Staples (NASDAQ:SPLS), the leading office supply retailer in the United States, has been in my portfolio since the middle of 2012. I originally bought the stock not only because it appeared undervalued to me, but because the company had an important competitive advantage that most retailers lack. Staples is not just a retailer. Tthe commercial business, where Staples sells directly to large organizations, provided the company with a strong foundation that was unlikely to be easily disrupted by online competition from the likes of Amazon. In my view, along with the low price that I originally paid for the stock, the commercial business provided an ample margin of safety that would protect me from unforeseen events.

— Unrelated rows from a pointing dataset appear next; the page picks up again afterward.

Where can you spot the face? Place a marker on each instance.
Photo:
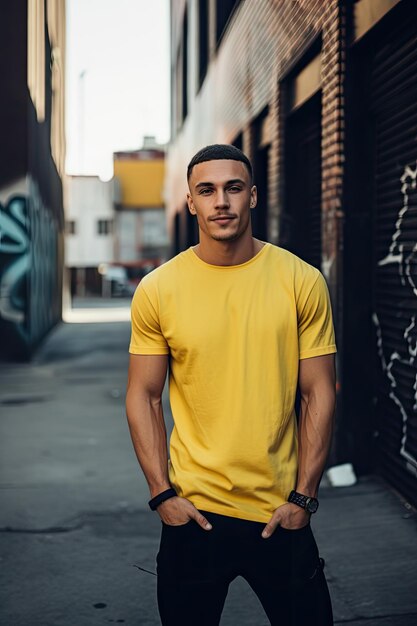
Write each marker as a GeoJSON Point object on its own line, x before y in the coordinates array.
{"type": "Point", "coordinates": [221, 196]}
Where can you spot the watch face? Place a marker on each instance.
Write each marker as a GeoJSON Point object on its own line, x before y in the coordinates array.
{"type": "Point", "coordinates": [312, 505]}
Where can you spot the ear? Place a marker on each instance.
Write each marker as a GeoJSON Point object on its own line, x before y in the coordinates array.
{"type": "Point", "coordinates": [190, 203]}
{"type": "Point", "coordinates": [253, 197]}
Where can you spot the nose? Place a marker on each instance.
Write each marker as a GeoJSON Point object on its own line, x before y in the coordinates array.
{"type": "Point", "coordinates": [222, 201]}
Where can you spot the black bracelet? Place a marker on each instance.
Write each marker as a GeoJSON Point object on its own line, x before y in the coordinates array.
{"type": "Point", "coordinates": [161, 497]}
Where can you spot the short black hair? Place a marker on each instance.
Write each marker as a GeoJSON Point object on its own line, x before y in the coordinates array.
{"type": "Point", "coordinates": [219, 151]}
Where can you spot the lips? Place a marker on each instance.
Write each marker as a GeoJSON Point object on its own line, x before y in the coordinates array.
{"type": "Point", "coordinates": [223, 218]}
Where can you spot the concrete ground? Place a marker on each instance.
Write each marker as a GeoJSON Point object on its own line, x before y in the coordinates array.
{"type": "Point", "coordinates": [74, 521]}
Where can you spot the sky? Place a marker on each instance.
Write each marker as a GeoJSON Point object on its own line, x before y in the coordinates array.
{"type": "Point", "coordinates": [117, 72]}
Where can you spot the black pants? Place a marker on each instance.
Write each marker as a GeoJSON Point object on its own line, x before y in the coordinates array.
{"type": "Point", "coordinates": [195, 568]}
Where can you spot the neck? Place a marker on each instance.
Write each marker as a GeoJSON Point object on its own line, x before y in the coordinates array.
{"type": "Point", "coordinates": [228, 252]}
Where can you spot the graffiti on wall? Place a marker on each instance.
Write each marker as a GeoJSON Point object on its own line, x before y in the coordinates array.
{"type": "Point", "coordinates": [15, 262]}
{"type": "Point", "coordinates": [29, 272]}
{"type": "Point", "coordinates": [403, 254]}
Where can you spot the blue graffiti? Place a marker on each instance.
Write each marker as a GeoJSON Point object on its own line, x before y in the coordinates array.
{"type": "Point", "coordinates": [15, 262]}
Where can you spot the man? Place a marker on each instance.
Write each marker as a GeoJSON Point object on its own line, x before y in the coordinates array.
{"type": "Point", "coordinates": [241, 323]}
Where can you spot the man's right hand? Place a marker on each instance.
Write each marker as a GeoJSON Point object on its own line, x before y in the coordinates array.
{"type": "Point", "coordinates": [179, 511]}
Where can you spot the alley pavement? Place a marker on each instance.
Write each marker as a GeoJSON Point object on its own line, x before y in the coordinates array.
{"type": "Point", "coordinates": [77, 540]}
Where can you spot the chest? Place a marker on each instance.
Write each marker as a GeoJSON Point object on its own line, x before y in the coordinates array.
{"type": "Point", "coordinates": [198, 319]}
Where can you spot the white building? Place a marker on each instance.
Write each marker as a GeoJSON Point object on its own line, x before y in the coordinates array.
{"type": "Point", "coordinates": [90, 219]}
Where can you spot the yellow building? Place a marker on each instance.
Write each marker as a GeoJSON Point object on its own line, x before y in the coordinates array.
{"type": "Point", "coordinates": [141, 177]}
{"type": "Point", "coordinates": [140, 213]}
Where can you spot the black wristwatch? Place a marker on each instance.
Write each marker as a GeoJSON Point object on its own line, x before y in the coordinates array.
{"type": "Point", "coordinates": [305, 502]}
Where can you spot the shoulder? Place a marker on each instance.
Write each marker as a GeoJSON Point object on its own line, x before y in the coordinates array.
{"type": "Point", "coordinates": [167, 273]}
{"type": "Point", "coordinates": [301, 272]}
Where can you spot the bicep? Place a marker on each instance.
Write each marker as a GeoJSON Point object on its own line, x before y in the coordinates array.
{"type": "Point", "coordinates": [147, 373]}
{"type": "Point", "coordinates": [317, 373]}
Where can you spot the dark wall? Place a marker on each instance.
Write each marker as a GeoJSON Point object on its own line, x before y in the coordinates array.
{"type": "Point", "coordinates": [13, 101]}
{"type": "Point", "coordinates": [31, 223]}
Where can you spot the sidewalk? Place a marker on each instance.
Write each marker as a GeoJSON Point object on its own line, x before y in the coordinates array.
{"type": "Point", "coordinates": [74, 520]}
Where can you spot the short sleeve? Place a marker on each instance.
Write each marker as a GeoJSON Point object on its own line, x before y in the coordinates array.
{"type": "Point", "coordinates": [315, 324]}
{"type": "Point", "coordinates": [146, 337]}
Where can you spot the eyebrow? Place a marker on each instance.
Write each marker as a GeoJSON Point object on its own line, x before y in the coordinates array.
{"type": "Point", "coordinates": [233, 181]}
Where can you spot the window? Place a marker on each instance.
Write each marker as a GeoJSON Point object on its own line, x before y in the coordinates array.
{"type": "Point", "coordinates": [70, 227]}
{"type": "Point", "coordinates": [104, 227]}
{"type": "Point", "coordinates": [224, 10]}
{"type": "Point", "coordinates": [203, 40]}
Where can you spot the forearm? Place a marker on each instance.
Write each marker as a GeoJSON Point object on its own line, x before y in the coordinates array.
{"type": "Point", "coordinates": [148, 433]}
{"type": "Point", "coordinates": [314, 437]}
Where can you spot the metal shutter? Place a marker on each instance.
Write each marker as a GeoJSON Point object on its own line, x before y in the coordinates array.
{"type": "Point", "coordinates": [301, 230]}
{"type": "Point", "coordinates": [393, 103]}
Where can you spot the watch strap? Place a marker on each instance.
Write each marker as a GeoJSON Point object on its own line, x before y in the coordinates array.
{"type": "Point", "coordinates": [302, 501]}
{"type": "Point", "coordinates": [161, 497]}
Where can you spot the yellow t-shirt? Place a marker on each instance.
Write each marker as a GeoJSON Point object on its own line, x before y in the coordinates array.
{"type": "Point", "coordinates": [235, 335]}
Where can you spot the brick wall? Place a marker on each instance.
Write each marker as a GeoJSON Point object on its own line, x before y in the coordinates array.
{"type": "Point", "coordinates": [263, 44]}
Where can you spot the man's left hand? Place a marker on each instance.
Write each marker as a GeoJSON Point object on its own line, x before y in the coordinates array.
{"type": "Point", "coordinates": [289, 516]}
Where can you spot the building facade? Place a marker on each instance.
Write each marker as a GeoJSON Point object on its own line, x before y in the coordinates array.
{"type": "Point", "coordinates": [90, 222]}
{"type": "Point", "coordinates": [140, 232]}
{"type": "Point", "coordinates": [32, 65]}
{"type": "Point", "coordinates": [321, 95]}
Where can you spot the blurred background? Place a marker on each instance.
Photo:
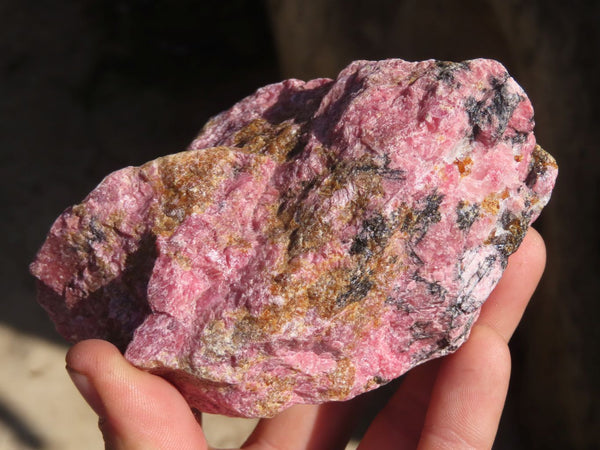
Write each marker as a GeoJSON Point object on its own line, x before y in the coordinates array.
{"type": "Point", "coordinates": [90, 86]}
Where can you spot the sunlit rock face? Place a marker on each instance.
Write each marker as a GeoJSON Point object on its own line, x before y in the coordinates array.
{"type": "Point", "coordinates": [317, 240]}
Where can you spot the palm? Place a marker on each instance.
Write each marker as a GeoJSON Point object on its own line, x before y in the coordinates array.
{"type": "Point", "coordinates": [454, 402]}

After I first invested in Staples, the stock rose significantly, allowing me to trim my position for a solid gain. The retail business then began to deteriorate, with not only sales but also operating margins declining precipitously, and the stock was sent back to the same levels at which I first invested. I used this opportunity to buy more Staples, at the lowest price yet.
Why am I digging in?
With all the trouble that Staples is having with its retail business, closing hundreds of stores and struggling to maintain profitability, why am I sticking with the stock? It all goes back to the commercial business, which has proven to be resilient, even growing as retail sales are shrinking. Staples is going to change over the next few years, closing many stores and remodeling others, and the commercial business will become a larger part of the company's business. This shouldn't be viewed as a failure by investors; the world is changing, and Staples needs to change with it. Instead, it should be viewed as an opportunity to buy a stock with a high level of uncertainty but, at least in my view, a far lower level of risk.
Staples has managed to continue growing the commercial business despite retail weakness for a few reasons. First, the company offers free delivery to all of its commercial customers, often on the next business day. It can do this because Staples operates its own fleet of trucks, and there's simply no way that a competitor relying on UPS or FedEx for deliveries can match this level of service.

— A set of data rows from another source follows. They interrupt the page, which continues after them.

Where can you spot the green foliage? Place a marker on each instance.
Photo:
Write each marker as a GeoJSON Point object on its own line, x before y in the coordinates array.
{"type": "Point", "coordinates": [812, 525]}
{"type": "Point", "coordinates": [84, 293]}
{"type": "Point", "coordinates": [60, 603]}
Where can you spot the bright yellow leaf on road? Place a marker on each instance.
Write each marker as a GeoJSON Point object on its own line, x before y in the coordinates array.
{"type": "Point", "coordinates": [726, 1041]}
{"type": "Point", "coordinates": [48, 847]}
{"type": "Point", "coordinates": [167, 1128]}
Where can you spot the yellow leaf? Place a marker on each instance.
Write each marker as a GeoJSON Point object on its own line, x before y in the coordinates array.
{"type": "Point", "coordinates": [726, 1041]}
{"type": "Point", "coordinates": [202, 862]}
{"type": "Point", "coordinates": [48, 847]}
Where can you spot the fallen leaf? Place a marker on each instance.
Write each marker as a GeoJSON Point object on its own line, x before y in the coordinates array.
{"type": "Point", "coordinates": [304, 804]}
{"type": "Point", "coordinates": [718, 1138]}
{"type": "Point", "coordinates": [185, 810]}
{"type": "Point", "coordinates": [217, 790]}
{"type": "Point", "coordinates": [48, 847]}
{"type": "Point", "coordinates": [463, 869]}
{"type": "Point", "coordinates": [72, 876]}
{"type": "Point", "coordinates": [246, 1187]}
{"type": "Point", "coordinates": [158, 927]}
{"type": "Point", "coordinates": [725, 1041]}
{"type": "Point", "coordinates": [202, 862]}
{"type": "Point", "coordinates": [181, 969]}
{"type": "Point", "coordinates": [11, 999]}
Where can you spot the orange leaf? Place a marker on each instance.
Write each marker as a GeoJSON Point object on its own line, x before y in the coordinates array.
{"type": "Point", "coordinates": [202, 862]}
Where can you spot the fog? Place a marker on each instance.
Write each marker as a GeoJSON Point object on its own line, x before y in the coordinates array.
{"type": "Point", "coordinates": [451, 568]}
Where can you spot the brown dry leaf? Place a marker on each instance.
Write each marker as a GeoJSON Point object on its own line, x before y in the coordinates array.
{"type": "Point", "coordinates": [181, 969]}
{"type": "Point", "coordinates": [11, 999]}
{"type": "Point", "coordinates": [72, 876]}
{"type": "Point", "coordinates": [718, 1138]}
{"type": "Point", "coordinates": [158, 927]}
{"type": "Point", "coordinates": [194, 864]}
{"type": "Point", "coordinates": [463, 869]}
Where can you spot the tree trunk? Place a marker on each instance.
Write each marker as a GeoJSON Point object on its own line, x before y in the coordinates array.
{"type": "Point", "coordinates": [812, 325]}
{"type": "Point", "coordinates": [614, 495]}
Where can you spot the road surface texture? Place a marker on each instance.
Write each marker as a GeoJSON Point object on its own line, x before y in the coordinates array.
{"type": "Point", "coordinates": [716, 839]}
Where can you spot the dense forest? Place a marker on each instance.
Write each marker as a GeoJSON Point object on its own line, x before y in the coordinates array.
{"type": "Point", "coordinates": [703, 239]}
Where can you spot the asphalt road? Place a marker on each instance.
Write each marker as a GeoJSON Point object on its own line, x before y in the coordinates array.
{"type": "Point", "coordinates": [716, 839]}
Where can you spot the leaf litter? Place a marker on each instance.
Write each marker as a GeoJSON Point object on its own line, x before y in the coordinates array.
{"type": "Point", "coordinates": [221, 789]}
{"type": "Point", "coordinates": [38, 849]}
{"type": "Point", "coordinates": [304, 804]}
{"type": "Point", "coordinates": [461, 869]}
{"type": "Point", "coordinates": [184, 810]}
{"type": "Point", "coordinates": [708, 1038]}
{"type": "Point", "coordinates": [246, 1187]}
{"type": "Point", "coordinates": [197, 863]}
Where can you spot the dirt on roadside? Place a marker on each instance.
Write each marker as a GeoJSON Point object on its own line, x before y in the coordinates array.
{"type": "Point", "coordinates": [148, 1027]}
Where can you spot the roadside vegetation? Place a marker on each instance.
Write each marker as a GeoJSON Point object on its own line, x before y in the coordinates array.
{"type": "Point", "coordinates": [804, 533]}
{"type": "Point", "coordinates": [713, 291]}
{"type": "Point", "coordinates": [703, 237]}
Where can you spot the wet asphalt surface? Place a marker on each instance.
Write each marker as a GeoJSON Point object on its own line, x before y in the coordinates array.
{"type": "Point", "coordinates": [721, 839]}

Second, Staples has greatly expanded the types of products that its sells. The company is no longer simply an office supply vendor, selling just ink and paper products, but instead has expanded into complementary categories. From facilities and breakroom supplies to specialized categories like restaurant supplies, Staples is aiming to offer businesses everything they need.

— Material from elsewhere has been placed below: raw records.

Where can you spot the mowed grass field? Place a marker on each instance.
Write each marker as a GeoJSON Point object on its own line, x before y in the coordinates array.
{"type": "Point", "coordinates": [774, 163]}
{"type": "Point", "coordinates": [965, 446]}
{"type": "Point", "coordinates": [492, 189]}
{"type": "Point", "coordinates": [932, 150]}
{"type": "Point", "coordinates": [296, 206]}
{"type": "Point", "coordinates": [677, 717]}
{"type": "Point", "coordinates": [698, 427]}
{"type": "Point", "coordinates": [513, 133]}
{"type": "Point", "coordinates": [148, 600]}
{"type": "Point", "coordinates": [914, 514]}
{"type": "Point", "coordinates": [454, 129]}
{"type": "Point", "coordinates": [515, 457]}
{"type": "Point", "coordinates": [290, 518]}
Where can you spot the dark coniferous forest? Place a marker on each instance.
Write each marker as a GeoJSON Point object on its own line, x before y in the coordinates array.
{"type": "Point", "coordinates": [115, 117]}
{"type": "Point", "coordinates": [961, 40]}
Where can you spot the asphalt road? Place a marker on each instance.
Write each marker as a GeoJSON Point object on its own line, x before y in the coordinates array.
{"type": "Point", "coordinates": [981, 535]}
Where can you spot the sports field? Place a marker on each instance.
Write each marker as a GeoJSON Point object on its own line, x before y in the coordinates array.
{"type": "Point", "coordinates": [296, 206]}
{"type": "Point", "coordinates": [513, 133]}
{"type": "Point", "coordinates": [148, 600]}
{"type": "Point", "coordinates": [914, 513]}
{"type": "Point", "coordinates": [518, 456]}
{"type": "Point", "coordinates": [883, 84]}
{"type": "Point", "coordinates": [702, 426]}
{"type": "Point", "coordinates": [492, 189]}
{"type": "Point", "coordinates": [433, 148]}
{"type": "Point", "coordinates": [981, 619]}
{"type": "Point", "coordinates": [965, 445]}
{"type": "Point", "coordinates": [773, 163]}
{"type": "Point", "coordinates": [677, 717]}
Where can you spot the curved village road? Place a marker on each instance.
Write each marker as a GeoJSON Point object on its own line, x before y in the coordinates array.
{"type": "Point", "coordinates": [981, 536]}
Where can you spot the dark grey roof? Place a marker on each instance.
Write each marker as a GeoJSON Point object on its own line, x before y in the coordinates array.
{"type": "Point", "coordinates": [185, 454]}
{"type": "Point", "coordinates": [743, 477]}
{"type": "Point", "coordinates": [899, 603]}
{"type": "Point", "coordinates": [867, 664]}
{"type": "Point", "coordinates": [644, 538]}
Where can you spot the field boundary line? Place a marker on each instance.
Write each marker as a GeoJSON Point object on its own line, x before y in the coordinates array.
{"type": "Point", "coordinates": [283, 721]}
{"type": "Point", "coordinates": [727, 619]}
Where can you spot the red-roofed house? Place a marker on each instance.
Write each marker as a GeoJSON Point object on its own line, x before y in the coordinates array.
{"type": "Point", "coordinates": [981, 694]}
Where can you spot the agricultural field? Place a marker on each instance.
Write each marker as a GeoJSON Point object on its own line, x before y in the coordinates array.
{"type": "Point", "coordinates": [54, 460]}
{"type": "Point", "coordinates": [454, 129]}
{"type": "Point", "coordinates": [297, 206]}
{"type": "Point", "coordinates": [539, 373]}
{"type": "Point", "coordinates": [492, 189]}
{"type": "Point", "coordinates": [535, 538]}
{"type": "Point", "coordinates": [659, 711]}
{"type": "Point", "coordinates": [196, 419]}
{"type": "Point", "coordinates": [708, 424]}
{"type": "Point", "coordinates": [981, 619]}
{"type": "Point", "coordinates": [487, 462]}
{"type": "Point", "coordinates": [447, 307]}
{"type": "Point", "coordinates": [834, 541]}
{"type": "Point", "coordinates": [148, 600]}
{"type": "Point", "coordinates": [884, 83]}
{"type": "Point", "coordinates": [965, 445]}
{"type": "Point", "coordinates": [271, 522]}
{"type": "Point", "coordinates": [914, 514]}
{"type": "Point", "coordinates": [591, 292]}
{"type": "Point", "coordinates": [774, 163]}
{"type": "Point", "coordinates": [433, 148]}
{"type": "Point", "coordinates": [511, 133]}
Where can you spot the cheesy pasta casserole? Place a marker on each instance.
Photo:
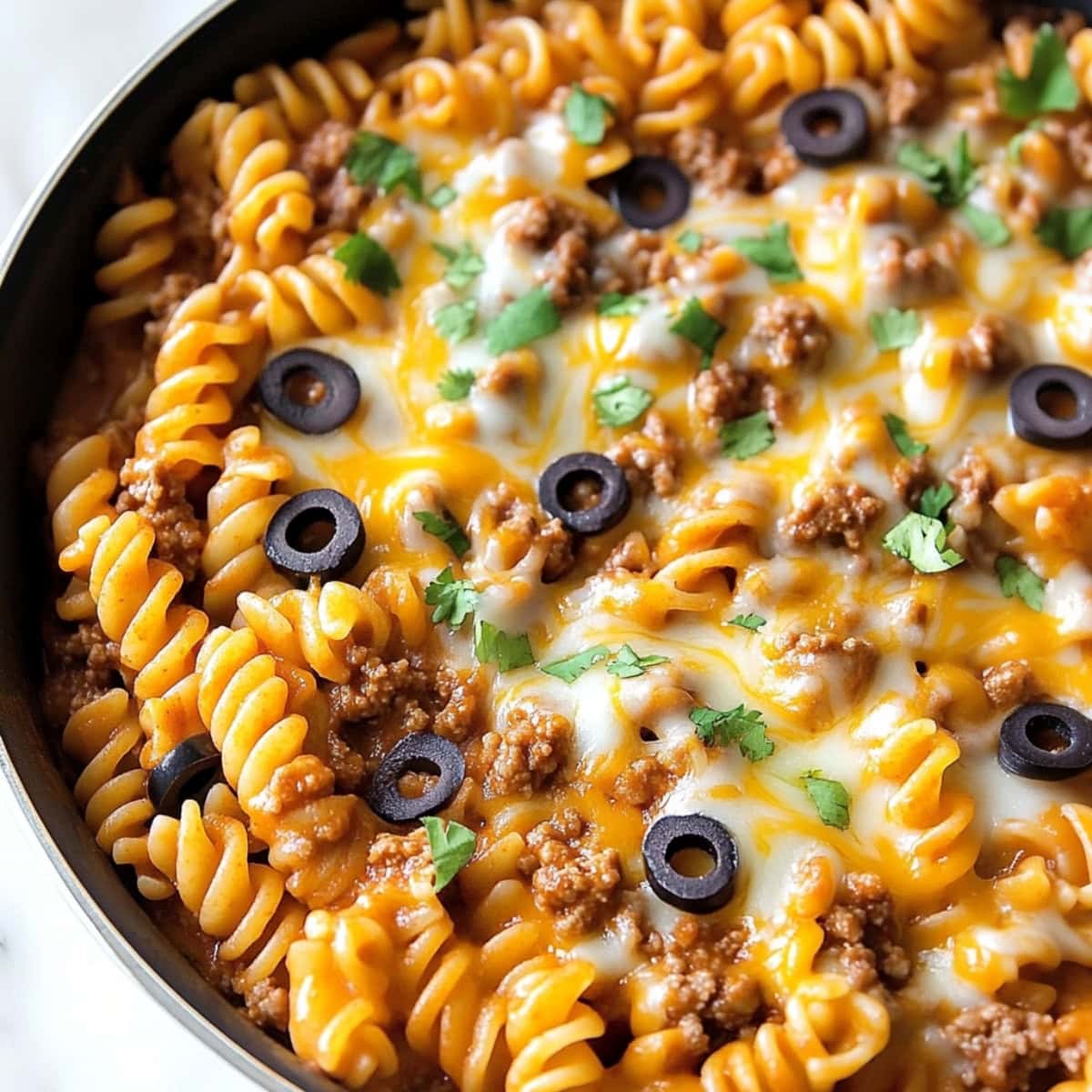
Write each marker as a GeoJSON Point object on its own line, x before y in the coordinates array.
{"type": "Point", "coordinates": [573, 539]}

The commercial business recorded an operating income of $604 million in fiscal 2013, and with the current market capitalization at about $8 billion, the stock trades at about 13 times this number, entirely ignoring the contribution from the retail segment. While the retail stores have become far less profitable over the past year, they're still making money, and it won't take much of an improvement to make the current stock price look like a bargain.
In fiscal 2013, the North American Retail and Online segment recorded $733 million in operating income. This number is on pace to be far lower this year, as margins in the segment have taken a dive, and the high-single digit operating margins of the past may never return.
Part of the problem is that Staples is aggressively growing its presence online, and investments in e-commerce, along with lower margins online in general, are dragging down profitability. There are also far too many stores across the office supply industry, and both Staples and rival Office Depot are closing hundreds of stores over the next few years. This consolidation of sales should help the profitability of the retail segment once the dust settles.
The NA Retail and Online segment was an $11 billion business in 2013, and while it will be smaller this year with sales declines and store closings, even a low single-digit operating margin would add considerably to the company's bottom line. I see no good reason why Staples can't achieve this.
The story at Staples has two parts. First, there's the commercial business, which has proven to be resilient, growing while both demand for core office supplies and Staples' retail sales have been shrinking. This is the main reason why I own Staples stock, and I believe that the company has a meaningful competitive advantage in this area. Second, there's the retail business, which has been struggling lately, but with store closings and cost cuts, should be able to generate consistent profits, albeit at lower margins than in the past.
In the long run, mid-single digit operating margins companywide should be sustainable, and that would lead to an operating profit in excess of $1 billion. With the stock price at just eight times this number, I believe that Staples is ultimately worth quite a bit more than it trades for today.